Gallois, le MEDEF et le foutage de gueule

Voilà la mesure que le patronat du MEDEF attendait avec fébrilité et que l'UMP voulait voir: la réduction de 30 milliards de charges patronales censées relancer l'économie.

On compenserait avec des hausses de TVA, CSG et fiscalité écologique.

Mais, là, il y a du foutage de gueule!

Je suis rarement grossière. Mais on va s'arrêter un peu sur la mesure en étant bassement pragmatique et mathématique.
Admettons qu'on baisse ses charges comme les patrons le voudraient.
Ils garantissent une relance si on fait ça.
Donc ils vont engranger des profits supplémentaires, dynamiser leur production, payer plus d'impôts etc...Ils vont, on l'espère, engranger bien plus que 30 milliards. Ils pourront donc facilement rendre ces 30 milliards, non?

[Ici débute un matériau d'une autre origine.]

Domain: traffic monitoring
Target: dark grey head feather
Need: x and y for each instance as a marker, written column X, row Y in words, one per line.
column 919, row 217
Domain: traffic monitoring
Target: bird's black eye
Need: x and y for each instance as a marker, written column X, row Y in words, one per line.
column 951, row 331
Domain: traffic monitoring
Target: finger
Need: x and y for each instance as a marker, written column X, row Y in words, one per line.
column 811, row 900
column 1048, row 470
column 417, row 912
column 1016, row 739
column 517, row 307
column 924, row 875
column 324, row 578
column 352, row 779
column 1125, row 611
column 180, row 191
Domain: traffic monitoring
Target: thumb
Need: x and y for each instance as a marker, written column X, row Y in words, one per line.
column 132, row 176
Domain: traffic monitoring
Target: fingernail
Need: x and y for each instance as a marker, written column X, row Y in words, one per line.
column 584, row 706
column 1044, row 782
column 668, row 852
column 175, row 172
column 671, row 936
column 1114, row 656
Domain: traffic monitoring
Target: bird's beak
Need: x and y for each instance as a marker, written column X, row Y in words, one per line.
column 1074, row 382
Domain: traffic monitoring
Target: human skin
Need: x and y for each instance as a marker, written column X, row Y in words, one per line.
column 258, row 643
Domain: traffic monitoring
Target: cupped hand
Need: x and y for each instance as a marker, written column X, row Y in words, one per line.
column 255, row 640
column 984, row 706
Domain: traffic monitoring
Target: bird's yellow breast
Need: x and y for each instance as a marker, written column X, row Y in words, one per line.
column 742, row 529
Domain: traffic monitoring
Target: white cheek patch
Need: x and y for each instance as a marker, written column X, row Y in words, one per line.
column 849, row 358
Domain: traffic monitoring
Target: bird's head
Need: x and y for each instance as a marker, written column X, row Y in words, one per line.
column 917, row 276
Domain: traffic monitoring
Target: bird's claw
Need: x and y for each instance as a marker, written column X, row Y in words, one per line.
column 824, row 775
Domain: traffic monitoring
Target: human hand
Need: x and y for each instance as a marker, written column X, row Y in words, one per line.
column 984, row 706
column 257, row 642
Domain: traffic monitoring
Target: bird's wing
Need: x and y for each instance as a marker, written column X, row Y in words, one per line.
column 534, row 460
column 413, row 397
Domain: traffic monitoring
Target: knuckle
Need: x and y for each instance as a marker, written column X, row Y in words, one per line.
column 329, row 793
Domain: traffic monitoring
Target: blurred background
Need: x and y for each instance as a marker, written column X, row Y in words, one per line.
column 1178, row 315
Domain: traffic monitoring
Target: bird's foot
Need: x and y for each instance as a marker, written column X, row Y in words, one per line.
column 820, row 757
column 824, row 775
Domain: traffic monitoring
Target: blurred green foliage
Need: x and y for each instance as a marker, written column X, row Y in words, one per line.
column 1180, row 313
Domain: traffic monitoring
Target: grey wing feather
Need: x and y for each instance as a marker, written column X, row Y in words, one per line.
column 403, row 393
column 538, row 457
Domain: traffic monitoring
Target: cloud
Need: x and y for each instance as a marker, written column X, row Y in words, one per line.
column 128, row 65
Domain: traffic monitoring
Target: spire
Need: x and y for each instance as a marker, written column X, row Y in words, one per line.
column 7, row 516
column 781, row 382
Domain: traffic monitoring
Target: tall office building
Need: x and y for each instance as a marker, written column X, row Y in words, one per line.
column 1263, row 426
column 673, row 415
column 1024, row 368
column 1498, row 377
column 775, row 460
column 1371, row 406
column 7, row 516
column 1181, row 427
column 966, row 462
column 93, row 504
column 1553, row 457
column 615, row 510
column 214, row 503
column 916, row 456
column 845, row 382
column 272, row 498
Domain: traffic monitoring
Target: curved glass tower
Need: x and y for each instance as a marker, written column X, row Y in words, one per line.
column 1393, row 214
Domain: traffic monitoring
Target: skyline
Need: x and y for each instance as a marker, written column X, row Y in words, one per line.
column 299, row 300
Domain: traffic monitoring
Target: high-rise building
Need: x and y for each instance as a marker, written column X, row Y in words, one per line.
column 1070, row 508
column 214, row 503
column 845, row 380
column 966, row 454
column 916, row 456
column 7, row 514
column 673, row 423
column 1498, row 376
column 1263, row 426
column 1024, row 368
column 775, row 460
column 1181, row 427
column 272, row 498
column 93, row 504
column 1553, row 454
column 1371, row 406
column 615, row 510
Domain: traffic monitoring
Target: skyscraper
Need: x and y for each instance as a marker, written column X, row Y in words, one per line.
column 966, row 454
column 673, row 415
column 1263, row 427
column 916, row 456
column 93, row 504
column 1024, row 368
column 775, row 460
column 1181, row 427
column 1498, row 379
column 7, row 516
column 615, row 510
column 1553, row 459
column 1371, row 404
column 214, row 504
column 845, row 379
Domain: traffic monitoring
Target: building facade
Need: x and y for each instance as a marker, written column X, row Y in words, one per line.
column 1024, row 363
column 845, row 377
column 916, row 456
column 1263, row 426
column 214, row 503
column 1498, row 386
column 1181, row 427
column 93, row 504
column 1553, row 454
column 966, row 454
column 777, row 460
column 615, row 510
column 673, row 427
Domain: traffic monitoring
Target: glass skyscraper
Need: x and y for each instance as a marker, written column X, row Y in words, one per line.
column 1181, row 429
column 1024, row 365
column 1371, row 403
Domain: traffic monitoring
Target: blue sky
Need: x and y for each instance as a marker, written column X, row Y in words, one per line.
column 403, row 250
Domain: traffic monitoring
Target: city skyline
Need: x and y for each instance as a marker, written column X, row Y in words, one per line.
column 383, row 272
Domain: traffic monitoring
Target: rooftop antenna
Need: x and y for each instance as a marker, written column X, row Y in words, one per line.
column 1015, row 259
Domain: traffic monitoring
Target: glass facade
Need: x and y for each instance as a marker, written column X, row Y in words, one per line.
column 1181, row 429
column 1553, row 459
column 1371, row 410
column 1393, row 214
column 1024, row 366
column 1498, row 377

Alors pourquoi les reprendre de suite en compensant par ces hausses injustes de TVA, CSG etc...
 Ou alors cela veut dire qu'ils ne sont pas sûrs du tout de la relance et que les 30 milliards sont juste pour leur pomme...
Les Patrons peuvent-ils signer un contrat comme quoi si on leur enlève du dos ces 30 milliards supposés leur sucer le sang, ils vont relancer la croissance? Sinon, je ne vois pas pourquoi faire ce qu'ils demandent.
Et surtout je ne vois pas pourquoi on devrait payer pour leurs demandes.
C'est à eux d'assumer.
Ils ne peuvent pas dire qu'ils vont relancer la croissance avec cette mesure?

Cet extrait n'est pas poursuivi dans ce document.